I would encourage you to pay attention to Rupert Sheldrake on this topic.
Here is one of his talks—a good 18 minute introduction to his view of nature and science:
https://www.youtube.com/watch?v=JKHUaNAxsTg
That means less than you think it does when the “laws of physics” keep changing as homo sapiens learns more about the outside world.
It is like a speed limit that starts at five miles an hour and over the centuries goes to the speed of light.
The concept of “speed limit” is amusing at that point.
The speed of light limit is not a law per se, and is actually based on other laws which have never changed since their discovery. In fact no actual laws of physics have changed since their discovery, but the discovery of new ones are always possible. Hence our understanding of physics may change, but not physics itself. No amount of “imagination” can make something go faster than light, for example, or back in time.
Check out this link:
https://www.nytimes.com/2019/05/08/science/quantum-physics-time.html
The universe is a very very messy place—I call it the “outlaw universe”—just refuses to obey “the rules”.
It appears I need to log in for that one. But it seems to concern an unexplained anomaly, perhaps? Those do happen occasionally, but I prefer to withhold judgement on those until we know more answers.
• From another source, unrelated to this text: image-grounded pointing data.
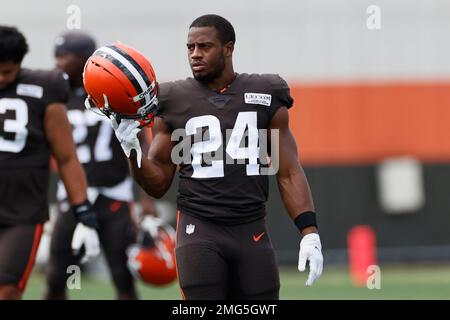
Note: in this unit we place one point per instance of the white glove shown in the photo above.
(126, 133)
(87, 237)
(311, 249)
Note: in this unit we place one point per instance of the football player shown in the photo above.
(33, 125)
(110, 184)
(223, 248)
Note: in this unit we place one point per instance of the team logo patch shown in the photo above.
(30, 90)
(190, 228)
(258, 98)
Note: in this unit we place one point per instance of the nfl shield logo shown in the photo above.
(190, 228)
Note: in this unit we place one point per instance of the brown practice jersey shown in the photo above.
(221, 179)
(24, 150)
(98, 149)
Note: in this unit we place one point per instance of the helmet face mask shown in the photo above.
(152, 258)
(120, 82)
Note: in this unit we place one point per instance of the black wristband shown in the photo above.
(305, 219)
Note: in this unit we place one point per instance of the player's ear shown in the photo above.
(229, 48)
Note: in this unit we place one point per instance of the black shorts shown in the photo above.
(18, 248)
(117, 231)
(217, 261)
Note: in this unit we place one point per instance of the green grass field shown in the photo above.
(397, 282)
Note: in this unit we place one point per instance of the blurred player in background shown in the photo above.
(223, 247)
(107, 172)
(33, 125)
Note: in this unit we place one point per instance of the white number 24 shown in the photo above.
(244, 121)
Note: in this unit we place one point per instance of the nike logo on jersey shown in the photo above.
(257, 238)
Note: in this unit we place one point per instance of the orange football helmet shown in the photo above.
(152, 259)
(121, 82)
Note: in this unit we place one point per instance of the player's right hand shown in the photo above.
(311, 250)
(126, 132)
(85, 242)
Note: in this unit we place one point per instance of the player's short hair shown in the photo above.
(13, 45)
(224, 28)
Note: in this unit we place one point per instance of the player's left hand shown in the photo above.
(311, 249)
(85, 240)
(126, 132)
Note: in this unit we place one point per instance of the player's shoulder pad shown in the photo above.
(275, 81)
(169, 89)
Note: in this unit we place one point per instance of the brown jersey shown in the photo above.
(228, 186)
(24, 150)
(98, 149)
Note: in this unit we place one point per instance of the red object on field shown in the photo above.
(361, 242)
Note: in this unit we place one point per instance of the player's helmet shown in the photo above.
(120, 81)
(152, 259)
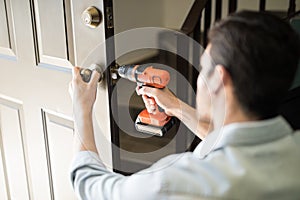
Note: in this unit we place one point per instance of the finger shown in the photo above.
(137, 90)
(152, 101)
(151, 92)
(95, 78)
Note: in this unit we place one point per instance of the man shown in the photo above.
(251, 153)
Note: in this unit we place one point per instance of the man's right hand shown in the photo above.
(163, 97)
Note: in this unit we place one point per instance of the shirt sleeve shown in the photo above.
(91, 180)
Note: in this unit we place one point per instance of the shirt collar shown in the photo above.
(245, 133)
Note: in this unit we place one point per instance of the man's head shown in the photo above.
(259, 53)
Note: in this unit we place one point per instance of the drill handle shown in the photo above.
(160, 109)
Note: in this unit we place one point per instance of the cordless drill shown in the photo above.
(158, 122)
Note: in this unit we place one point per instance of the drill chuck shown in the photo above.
(125, 71)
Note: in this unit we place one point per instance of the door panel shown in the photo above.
(3, 179)
(41, 42)
(7, 31)
(12, 139)
(53, 35)
(58, 132)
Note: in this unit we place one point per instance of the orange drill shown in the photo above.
(156, 123)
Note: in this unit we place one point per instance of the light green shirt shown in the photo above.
(253, 160)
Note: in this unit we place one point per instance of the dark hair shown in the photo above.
(261, 53)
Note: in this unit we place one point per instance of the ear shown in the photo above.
(219, 79)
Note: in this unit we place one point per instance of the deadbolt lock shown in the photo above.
(91, 17)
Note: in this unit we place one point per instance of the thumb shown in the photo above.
(149, 91)
(95, 77)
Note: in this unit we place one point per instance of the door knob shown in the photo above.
(91, 17)
(86, 73)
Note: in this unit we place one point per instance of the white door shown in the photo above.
(40, 41)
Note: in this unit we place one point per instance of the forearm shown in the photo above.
(84, 133)
(188, 116)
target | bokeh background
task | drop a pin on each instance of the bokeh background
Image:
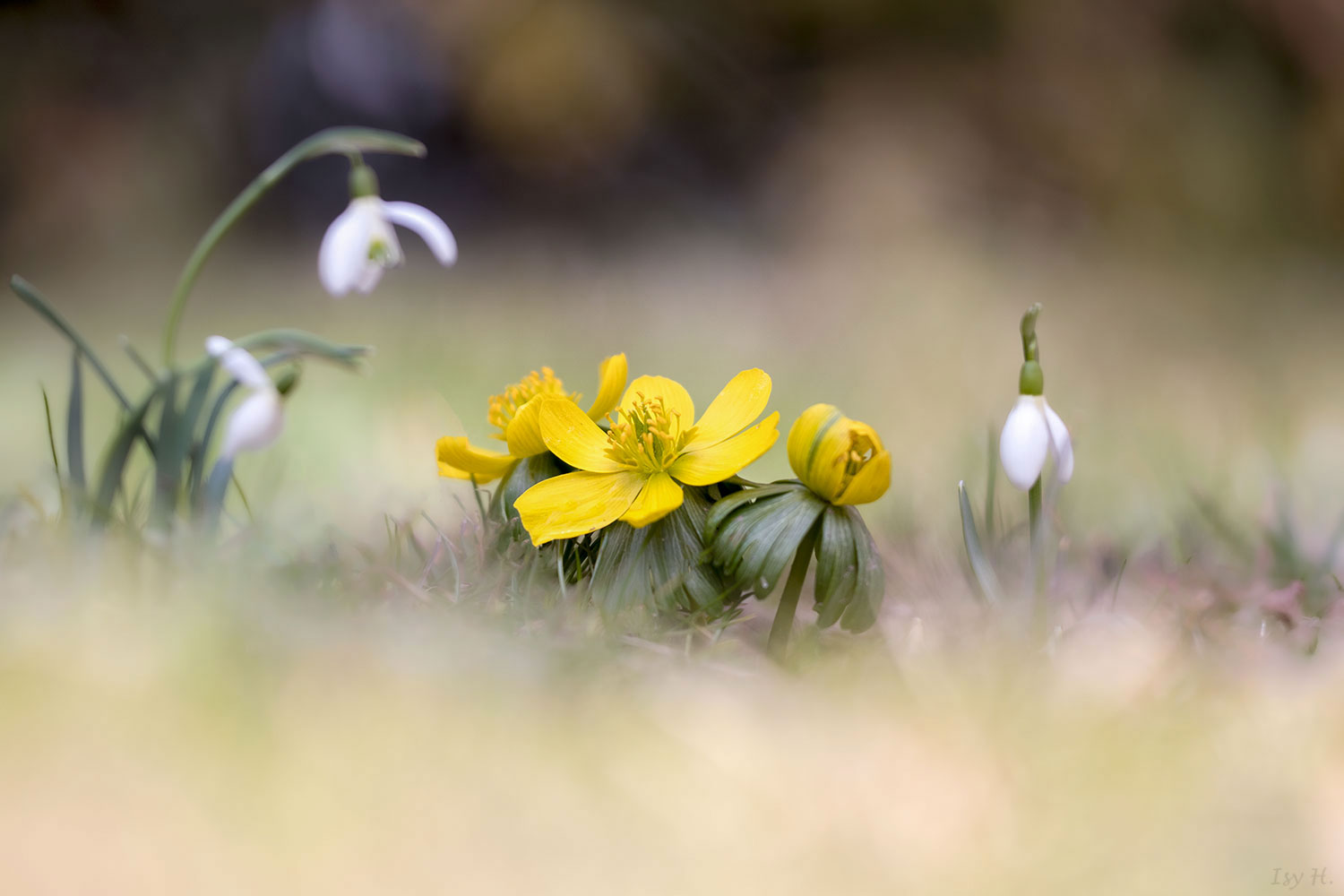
(859, 196)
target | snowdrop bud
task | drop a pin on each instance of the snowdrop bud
(363, 182)
(1032, 432)
(360, 244)
(255, 424)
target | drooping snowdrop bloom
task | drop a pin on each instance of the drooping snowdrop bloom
(258, 421)
(1032, 433)
(360, 244)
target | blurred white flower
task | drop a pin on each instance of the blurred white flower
(1032, 433)
(362, 242)
(260, 418)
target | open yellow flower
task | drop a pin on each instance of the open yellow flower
(515, 414)
(840, 460)
(636, 470)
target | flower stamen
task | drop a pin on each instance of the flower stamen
(505, 405)
(647, 437)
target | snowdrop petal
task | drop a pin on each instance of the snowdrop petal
(1061, 444)
(238, 363)
(1024, 443)
(427, 225)
(368, 279)
(255, 424)
(344, 252)
(383, 246)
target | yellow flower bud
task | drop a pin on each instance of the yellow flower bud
(840, 460)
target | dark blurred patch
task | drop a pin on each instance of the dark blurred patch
(1215, 116)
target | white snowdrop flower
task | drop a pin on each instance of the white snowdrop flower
(360, 244)
(258, 421)
(1032, 433)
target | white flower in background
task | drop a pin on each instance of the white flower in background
(1032, 433)
(360, 244)
(260, 418)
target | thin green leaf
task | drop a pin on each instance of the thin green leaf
(31, 297)
(728, 504)
(172, 452)
(115, 465)
(838, 567)
(51, 441)
(214, 495)
(981, 568)
(74, 429)
(871, 589)
(757, 540)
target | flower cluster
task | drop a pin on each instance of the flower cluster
(653, 489)
(175, 421)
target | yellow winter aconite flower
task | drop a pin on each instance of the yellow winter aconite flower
(636, 470)
(840, 460)
(515, 414)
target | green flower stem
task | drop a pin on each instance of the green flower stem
(349, 142)
(779, 642)
(1038, 555)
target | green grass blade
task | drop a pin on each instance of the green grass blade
(51, 441)
(34, 300)
(981, 568)
(174, 444)
(115, 465)
(215, 489)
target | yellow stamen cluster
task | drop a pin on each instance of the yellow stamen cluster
(860, 452)
(504, 406)
(648, 437)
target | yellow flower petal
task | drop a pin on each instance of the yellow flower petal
(736, 409)
(660, 495)
(806, 435)
(459, 460)
(838, 458)
(523, 433)
(675, 398)
(719, 461)
(871, 481)
(610, 383)
(574, 438)
(574, 504)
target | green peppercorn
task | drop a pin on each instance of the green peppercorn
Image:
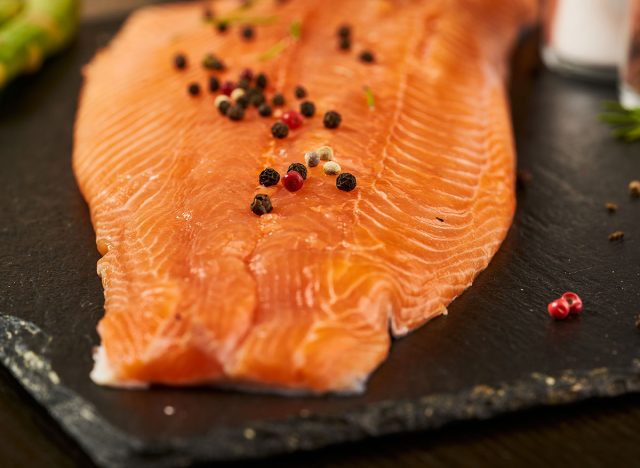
(261, 204)
(265, 110)
(299, 168)
(236, 112)
(307, 108)
(269, 177)
(332, 119)
(346, 182)
(278, 100)
(300, 92)
(280, 130)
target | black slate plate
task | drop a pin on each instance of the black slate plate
(497, 351)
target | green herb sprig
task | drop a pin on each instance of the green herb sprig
(625, 123)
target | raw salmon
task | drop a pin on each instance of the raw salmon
(200, 290)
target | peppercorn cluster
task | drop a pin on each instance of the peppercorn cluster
(296, 175)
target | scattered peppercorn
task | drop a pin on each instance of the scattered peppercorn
(269, 177)
(366, 56)
(180, 61)
(224, 106)
(277, 100)
(311, 159)
(265, 110)
(256, 98)
(293, 181)
(243, 101)
(214, 84)
(211, 62)
(279, 130)
(237, 93)
(261, 80)
(331, 168)
(299, 168)
(307, 108)
(246, 74)
(236, 112)
(616, 235)
(574, 301)
(247, 32)
(332, 119)
(558, 309)
(261, 204)
(220, 99)
(346, 182)
(194, 89)
(325, 153)
(300, 92)
(227, 87)
(293, 119)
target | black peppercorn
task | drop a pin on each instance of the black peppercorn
(214, 84)
(307, 108)
(269, 177)
(248, 33)
(222, 26)
(243, 83)
(264, 110)
(344, 31)
(346, 182)
(299, 168)
(366, 56)
(300, 92)
(243, 101)
(224, 106)
(256, 98)
(180, 61)
(279, 130)
(194, 89)
(261, 80)
(332, 119)
(261, 204)
(236, 112)
(277, 100)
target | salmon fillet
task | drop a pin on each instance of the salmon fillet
(200, 290)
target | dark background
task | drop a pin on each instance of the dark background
(575, 166)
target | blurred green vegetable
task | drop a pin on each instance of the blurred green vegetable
(31, 30)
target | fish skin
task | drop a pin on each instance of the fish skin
(198, 289)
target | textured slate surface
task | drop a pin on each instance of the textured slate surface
(496, 351)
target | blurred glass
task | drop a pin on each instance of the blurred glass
(630, 69)
(585, 38)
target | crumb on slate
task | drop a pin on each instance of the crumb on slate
(616, 235)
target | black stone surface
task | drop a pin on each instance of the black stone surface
(496, 352)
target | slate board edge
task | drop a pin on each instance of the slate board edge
(23, 349)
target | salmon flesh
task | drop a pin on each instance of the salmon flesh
(199, 289)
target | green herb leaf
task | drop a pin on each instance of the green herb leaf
(625, 123)
(368, 94)
(295, 29)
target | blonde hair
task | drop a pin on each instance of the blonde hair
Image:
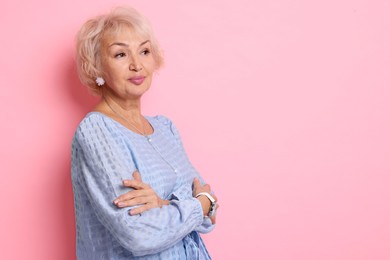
(90, 36)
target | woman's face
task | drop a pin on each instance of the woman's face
(127, 64)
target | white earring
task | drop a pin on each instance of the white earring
(100, 81)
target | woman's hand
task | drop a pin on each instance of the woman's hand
(206, 204)
(142, 195)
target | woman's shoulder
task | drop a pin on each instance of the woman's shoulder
(94, 125)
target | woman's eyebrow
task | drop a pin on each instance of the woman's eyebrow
(125, 44)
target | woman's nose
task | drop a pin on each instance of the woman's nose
(135, 65)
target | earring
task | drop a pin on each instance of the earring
(100, 81)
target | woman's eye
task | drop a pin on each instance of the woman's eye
(120, 55)
(145, 52)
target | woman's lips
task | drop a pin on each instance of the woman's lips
(137, 80)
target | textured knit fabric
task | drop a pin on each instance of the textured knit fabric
(104, 153)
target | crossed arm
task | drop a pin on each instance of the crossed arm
(144, 196)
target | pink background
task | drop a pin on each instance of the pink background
(283, 107)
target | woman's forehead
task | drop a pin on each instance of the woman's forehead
(124, 34)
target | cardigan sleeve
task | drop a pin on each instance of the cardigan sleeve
(99, 165)
(206, 225)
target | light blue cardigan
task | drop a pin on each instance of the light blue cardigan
(103, 154)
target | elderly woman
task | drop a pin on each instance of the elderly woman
(136, 194)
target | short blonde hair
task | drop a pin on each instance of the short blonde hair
(90, 36)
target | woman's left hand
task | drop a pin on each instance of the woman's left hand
(142, 194)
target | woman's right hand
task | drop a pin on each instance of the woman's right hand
(206, 204)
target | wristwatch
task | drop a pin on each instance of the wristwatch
(213, 207)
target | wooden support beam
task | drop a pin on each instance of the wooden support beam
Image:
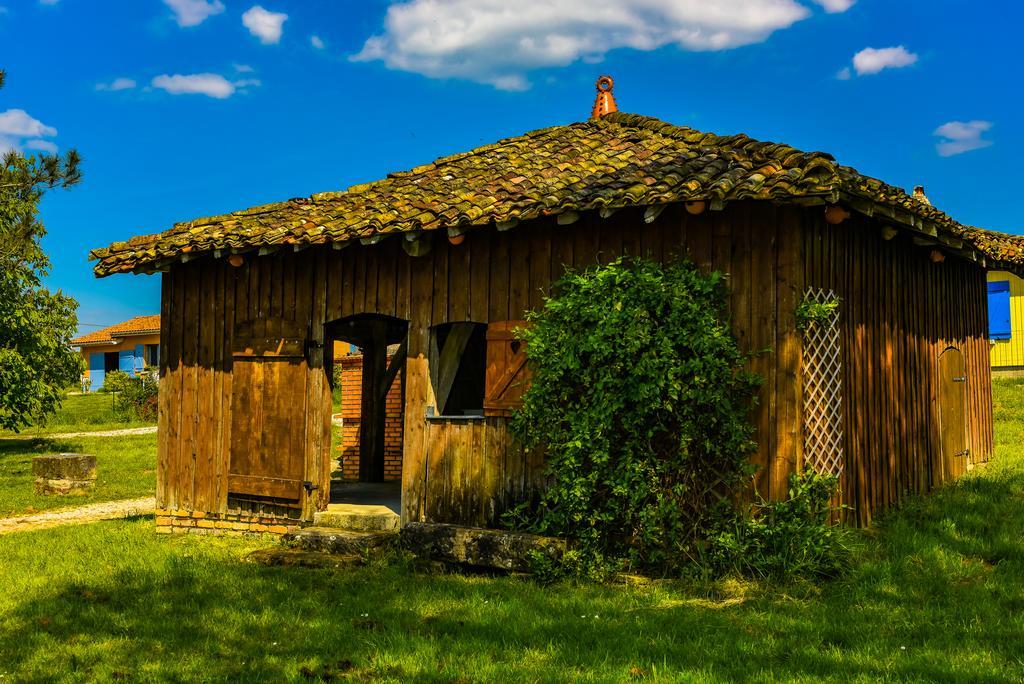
(397, 362)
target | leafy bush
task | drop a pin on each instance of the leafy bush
(641, 403)
(138, 398)
(784, 539)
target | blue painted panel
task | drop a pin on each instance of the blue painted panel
(126, 360)
(96, 370)
(998, 310)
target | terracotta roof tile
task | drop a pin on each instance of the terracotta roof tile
(619, 160)
(142, 325)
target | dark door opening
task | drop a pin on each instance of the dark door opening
(374, 455)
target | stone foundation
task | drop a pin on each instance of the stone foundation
(225, 524)
(477, 547)
(65, 474)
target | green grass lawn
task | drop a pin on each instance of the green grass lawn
(126, 468)
(937, 594)
(82, 413)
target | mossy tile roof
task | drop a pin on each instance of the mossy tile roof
(619, 160)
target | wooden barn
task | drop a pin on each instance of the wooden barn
(440, 264)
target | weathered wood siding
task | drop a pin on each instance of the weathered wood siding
(463, 471)
(202, 303)
(899, 311)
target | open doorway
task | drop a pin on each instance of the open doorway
(369, 359)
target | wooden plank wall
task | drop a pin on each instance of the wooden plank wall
(202, 301)
(465, 472)
(899, 310)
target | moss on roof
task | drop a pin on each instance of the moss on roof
(616, 161)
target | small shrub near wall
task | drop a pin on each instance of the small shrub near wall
(641, 402)
(778, 540)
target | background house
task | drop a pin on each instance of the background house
(128, 346)
(1006, 322)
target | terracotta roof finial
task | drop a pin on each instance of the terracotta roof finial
(605, 102)
(919, 195)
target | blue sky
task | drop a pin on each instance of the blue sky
(188, 108)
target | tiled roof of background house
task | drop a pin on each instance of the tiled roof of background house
(615, 161)
(143, 325)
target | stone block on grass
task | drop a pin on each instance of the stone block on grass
(65, 474)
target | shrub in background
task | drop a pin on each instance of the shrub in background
(137, 397)
(116, 381)
(640, 401)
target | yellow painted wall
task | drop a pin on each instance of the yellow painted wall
(1010, 352)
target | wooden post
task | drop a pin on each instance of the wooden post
(372, 412)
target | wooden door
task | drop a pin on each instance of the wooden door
(268, 397)
(952, 412)
(507, 375)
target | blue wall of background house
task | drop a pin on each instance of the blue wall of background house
(129, 360)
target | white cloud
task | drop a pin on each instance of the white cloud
(961, 136)
(18, 123)
(18, 130)
(211, 85)
(872, 60)
(836, 6)
(118, 84)
(264, 25)
(498, 42)
(42, 145)
(194, 12)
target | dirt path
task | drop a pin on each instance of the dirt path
(73, 435)
(108, 510)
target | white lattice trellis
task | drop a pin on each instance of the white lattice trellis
(822, 390)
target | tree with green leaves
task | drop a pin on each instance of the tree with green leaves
(37, 362)
(640, 402)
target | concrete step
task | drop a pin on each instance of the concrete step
(289, 557)
(343, 542)
(354, 517)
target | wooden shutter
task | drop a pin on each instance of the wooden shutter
(508, 375)
(268, 387)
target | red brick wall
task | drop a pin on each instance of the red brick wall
(351, 393)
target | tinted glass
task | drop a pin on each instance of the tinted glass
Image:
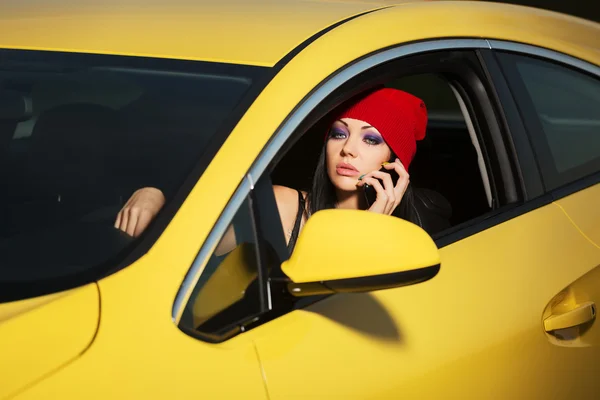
(79, 134)
(562, 108)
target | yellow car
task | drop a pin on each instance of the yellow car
(494, 296)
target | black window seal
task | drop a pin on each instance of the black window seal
(526, 164)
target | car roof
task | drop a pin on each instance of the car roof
(255, 32)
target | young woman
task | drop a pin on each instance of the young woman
(378, 129)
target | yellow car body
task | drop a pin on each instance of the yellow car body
(475, 330)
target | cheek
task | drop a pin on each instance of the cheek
(330, 151)
(375, 156)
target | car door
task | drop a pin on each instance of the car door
(489, 325)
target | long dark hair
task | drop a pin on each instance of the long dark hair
(321, 195)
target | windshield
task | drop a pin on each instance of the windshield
(78, 135)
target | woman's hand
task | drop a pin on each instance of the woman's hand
(140, 210)
(388, 195)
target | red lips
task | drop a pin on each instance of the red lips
(345, 169)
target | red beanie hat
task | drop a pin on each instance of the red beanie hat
(400, 117)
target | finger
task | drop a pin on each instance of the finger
(403, 177)
(361, 179)
(124, 219)
(132, 221)
(118, 220)
(142, 223)
(389, 188)
(386, 178)
(381, 200)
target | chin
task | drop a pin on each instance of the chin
(345, 184)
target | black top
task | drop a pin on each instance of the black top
(296, 229)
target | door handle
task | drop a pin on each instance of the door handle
(584, 312)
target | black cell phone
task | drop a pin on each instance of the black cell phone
(369, 191)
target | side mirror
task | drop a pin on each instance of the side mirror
(359, 251)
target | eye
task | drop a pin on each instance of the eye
(372, 140)
(337, 134)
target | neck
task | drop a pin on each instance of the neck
(349, 200)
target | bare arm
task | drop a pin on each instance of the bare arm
(143, 206)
One other issue with “science” is that a lot of the interesting stuff is classified military secrets so that the “official” version of “science” can be decades behind what is truly currently known.
That may include a long list of what “official” science says is “impossible” and “violates the rules of physics”
Imho one of those big picture “secrets” is the that the universe is fundamentally fractal.
That means that the “impossible” world of the very very small is replicable to scale with appropriate technology.
To be very specific, that means:
—Time travel (at least to view)
—Bilocation (being in two places at once) which would be a variation of teleportation
—Exceeding the speed of light (wormholes or “warping” of space”)
—Telepathy (and the “remote viewing” variation)
—Mind control or mind-wiping
Imho one of the purposes of “official science” these days is to “hide the ball” so the elites can have a monopoly on the “good stuff” and the sheeple learn to obey out of ignorance.